Our kitchen remains empty, though the darkness around the lone lamp does not light the shadowy corners of the room. I see nothing out of the ordinary, no other shapes or things besides the two of us.
“See? There’s nothing there, honey.” I sweep my arm across the empty space like a game-show hostess presenting a prize. “There’s nothing to be scared of.”
The door at the rear silently opens of its own accord.
“I’m not scared, Mama.”
Aghast at the invisible forces, I cautiously creep backwards, sliding around the table to shield my daughter.
Though I cannot see a thing, I can feel an invisible entity approaching.
Soon a sour smell fills the air. Th
en a cooling breeze rustles in the room. A soft shuffle like cloth sliding over the floor is heard.
Something is indeed drawing nearer to us.

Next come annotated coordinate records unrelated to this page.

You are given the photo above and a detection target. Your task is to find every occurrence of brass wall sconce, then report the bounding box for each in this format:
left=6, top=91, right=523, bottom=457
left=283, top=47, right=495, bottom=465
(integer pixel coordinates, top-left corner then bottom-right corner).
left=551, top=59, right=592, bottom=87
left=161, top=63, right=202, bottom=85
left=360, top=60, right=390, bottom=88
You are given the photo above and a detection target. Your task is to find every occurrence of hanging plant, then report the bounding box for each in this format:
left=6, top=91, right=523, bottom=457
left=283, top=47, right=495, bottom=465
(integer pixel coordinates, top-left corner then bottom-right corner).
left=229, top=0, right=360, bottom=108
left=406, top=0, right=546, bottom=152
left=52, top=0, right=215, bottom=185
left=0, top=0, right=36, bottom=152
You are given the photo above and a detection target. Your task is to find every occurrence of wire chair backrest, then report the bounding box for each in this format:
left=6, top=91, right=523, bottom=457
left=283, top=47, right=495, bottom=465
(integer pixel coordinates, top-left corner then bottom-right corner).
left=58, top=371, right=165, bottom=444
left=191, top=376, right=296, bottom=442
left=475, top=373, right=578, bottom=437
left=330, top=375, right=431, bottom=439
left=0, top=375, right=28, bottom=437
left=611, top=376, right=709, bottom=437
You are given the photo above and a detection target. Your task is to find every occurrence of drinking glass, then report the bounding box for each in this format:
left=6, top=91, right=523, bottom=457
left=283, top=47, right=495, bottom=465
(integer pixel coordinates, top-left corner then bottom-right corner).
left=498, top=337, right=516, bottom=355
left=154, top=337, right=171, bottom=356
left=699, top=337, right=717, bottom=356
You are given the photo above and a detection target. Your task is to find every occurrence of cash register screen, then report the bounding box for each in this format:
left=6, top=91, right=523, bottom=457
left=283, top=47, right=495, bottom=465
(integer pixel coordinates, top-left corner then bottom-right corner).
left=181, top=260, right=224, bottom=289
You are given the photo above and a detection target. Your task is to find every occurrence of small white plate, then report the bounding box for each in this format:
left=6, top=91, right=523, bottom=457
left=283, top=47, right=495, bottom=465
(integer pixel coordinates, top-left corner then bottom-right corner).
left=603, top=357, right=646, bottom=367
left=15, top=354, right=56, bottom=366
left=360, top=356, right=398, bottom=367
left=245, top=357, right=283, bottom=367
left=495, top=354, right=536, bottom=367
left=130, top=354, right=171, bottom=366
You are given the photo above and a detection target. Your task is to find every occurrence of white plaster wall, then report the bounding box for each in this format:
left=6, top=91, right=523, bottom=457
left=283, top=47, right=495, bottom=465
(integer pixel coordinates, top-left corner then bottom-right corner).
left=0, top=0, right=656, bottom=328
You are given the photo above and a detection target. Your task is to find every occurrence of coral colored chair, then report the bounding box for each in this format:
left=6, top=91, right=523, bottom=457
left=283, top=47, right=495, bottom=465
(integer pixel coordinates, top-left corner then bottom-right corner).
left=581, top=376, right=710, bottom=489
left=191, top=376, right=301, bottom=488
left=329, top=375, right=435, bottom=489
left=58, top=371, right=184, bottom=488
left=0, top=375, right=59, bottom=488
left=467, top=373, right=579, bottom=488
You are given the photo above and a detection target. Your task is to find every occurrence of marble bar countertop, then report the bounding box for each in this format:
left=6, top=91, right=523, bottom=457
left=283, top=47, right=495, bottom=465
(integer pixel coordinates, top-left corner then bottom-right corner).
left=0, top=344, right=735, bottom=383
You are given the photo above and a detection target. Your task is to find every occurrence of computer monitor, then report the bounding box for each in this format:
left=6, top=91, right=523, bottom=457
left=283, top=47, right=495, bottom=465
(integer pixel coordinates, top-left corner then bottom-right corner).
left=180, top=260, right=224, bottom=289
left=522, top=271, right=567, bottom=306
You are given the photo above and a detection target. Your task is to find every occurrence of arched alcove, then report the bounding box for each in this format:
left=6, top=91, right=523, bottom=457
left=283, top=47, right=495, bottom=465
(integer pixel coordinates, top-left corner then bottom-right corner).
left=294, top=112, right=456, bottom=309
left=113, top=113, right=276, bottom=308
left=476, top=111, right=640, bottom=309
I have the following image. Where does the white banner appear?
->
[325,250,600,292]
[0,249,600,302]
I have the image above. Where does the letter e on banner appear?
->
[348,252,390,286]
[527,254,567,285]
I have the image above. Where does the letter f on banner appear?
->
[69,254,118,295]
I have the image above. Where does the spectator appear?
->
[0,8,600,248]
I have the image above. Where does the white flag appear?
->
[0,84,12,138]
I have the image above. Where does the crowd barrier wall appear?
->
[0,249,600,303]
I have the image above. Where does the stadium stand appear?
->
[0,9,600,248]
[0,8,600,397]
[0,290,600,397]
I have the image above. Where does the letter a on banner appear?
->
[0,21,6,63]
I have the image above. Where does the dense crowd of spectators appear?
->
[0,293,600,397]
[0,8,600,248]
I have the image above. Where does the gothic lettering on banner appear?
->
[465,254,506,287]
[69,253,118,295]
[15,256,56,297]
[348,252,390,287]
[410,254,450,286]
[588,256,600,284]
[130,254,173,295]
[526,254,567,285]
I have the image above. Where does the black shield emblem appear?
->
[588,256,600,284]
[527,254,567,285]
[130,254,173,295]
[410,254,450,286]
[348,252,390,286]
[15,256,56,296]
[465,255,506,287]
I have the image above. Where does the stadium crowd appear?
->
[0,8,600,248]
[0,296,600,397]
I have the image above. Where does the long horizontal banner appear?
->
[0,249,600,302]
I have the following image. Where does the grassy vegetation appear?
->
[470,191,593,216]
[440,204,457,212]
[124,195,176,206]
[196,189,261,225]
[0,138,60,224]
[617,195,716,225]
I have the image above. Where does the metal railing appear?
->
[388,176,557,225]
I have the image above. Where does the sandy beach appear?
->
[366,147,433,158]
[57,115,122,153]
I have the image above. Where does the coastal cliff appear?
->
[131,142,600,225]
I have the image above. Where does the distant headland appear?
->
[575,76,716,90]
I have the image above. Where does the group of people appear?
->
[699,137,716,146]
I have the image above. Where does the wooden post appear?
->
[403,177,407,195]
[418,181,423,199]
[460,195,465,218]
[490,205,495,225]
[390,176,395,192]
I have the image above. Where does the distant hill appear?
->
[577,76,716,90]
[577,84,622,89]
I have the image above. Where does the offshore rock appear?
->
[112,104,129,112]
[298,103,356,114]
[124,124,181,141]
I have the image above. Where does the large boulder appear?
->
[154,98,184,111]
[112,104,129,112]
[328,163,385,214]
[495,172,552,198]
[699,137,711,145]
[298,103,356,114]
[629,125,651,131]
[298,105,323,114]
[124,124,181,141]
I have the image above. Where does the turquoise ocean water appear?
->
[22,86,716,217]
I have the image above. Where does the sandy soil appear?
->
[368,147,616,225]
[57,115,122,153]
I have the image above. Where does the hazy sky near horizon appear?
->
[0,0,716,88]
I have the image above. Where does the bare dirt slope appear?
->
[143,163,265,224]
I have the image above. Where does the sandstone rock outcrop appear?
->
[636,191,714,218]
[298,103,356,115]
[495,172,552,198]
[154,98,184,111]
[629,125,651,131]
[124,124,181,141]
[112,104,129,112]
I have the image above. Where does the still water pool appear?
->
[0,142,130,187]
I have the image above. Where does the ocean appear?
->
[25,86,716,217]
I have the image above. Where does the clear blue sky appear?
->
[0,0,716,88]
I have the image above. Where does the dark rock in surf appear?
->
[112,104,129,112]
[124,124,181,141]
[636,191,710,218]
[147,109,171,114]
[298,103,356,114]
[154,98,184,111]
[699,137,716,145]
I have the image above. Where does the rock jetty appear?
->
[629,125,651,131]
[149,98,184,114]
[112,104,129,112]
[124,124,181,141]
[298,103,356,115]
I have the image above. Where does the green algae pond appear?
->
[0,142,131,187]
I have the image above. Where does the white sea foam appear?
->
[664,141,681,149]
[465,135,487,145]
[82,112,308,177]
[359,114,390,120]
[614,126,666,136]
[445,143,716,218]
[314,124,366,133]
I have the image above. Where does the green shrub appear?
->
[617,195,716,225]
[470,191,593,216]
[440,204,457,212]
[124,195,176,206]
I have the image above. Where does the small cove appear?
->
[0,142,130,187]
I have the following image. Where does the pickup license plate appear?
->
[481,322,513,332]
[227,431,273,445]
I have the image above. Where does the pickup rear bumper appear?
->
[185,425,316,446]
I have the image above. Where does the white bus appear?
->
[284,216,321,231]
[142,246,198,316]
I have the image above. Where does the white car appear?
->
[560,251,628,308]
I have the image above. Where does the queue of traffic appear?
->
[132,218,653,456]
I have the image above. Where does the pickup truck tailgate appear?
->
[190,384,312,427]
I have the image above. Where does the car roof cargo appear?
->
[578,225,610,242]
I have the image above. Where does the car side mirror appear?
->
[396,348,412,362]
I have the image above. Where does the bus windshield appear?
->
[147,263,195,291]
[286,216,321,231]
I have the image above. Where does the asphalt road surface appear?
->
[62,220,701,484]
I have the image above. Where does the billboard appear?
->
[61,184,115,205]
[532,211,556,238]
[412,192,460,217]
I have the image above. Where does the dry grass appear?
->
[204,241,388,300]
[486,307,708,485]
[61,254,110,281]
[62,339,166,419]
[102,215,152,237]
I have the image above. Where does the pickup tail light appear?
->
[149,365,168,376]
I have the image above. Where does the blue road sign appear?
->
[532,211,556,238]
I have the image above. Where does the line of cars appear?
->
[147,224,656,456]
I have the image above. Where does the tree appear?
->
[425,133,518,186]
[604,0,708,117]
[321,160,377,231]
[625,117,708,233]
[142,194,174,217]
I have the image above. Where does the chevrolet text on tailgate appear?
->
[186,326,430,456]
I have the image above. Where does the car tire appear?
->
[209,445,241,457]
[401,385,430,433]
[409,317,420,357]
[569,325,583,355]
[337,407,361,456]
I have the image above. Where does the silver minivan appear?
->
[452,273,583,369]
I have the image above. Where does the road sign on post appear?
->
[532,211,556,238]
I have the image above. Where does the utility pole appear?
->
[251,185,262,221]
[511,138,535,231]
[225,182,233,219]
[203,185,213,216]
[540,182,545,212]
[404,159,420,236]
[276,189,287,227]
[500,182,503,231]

“I have another secret for you, Mommy,” my daughter says playfully.
“What’s that?” My voice quivers with fear.
She stands on her tippy-toes. “Come closer,” she beckons.
My eyes remain busy watching the room while I lean over.
The chair in which I was just sitting slides a little to the side.
“I love you, Mommy,” whispers my little girl.
She is ripped from my grasp. Floating up and away, she begins to drift back towards the far door. Her form becomes less corporeal as the scenery behind her becomes visible through her vanishing form.
“Goodbye, Mommy!” She cheerfully waves to me.
I rush forward to grab her outstretched arm. My hand passes through hers. My skin freezes as it wafts through her ether.
“No!” I scream defiantly.
Unfazed, my daughter continues her procession from our home.
I do not think upon my next instinctive actions. My body’s movements are now fueled by a new source other than my own will.
I watch my hand rush down to the floor and snatch up the largest shard of the broken cup.
Then my hand stabs me, plunging the jagged point deep into my throat.
After a jolt of pain, I become numb. Not just my slashed neck, but soon my entire body.
I fall dead to the floor.
But then I rise again.
I resume my chase of my departing daughter. My body feels as if it was drifting underwater, but still I make gains in our chase.
My daughter’s phantasmal form has become solid again, her shape no longer transparent.
Engulfing her lower body is a nebulous mass of dark shadows, not unlike a thick, bumpy cloud. They vibrate and move as if they were a legion of smaller pieces working together to steal my girl.